Jalan satu-satunya untuk menjadi murid yang sejati adalah percaya akan identitas Yesus tersebut. Percaya berarti menyerahkan diri secara penuh kepada-Nya di tengah berbagai peristiwa dan pergulatan hidup. Dengan bersikap percaya, kita memberi ruang bagi sabda-sabda-Nya, sehingga Roh Kudus menjiwai kehidupan kita setiap hari. Sabda dan kehadiran Yesus sungguh berdaya guna dan memiliki daya ubah dalam kehidupan harian kita.
Lalu, apa tantangannya? Kerap kali pikiran membelenggu iman kita, sehingga kita tidak mampu beriman kepada Yesus secara bebas. Misalnya kalau pikiran kita menuntut bukti kehadiran Yesus, atau menuntut terjadinya perubahan hidup secara seketika. Kita sering lupa bahwa percaya kepada Yesus adalah suatu proses, sehingga perlu waktu, tidak bisa sekali jadi.

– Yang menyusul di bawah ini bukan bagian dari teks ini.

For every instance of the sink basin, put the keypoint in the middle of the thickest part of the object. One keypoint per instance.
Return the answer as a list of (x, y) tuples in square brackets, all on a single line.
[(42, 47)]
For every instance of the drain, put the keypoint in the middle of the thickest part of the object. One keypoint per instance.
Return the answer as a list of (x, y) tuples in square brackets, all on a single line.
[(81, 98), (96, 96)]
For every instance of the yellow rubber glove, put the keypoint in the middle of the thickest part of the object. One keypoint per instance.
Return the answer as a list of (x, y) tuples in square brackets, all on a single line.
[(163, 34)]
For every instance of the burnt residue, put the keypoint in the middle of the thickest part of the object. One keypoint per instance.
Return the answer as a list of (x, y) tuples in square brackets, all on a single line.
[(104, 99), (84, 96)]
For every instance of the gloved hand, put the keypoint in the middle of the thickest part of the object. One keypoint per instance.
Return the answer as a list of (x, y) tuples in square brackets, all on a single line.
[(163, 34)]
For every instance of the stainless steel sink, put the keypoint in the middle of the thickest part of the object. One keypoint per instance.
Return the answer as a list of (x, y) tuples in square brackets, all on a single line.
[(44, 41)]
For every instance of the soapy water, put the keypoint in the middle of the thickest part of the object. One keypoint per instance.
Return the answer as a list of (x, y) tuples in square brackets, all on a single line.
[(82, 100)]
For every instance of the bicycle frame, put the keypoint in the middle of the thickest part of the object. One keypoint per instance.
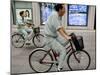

Iman kadang dipahami sebagai sarana untuk mengatasi masalah atau untuk menguatkan diri tatkala menghadapi kesulitan. Iman belum sepenuhnya dihayati sebagai sesuatu yang menghidupkan dan mendasari setiap gerak dalam kehidupan ini. Karena iman, setiap rutinitas menjadi lebih bermakna. Iman membuat kita lebih mudah bersyukur, yakni dengan menyingkirkan keluhan-keluhan yang tidak perlu. Karena iman, pada akhirnya kita benar-benar melihat bahwa Yesus adalah jalan, kebenaran, dan hidup. Dalam Yesus, jalan-jalan yang sulit menjadi mudah. Dalam Yesus, ada kebenaran yang tidak tergoyahkan. Dalam Yesus pula, kita menjadi hidup dalam kehidupan yang penuh berkah, berkelimpahan, dan penuh sukacita. Saudara-saudari terkasih, mari kita selalu ingat untuk tidak pernah berhenti atau lelah dalam beriman kepada Yesus.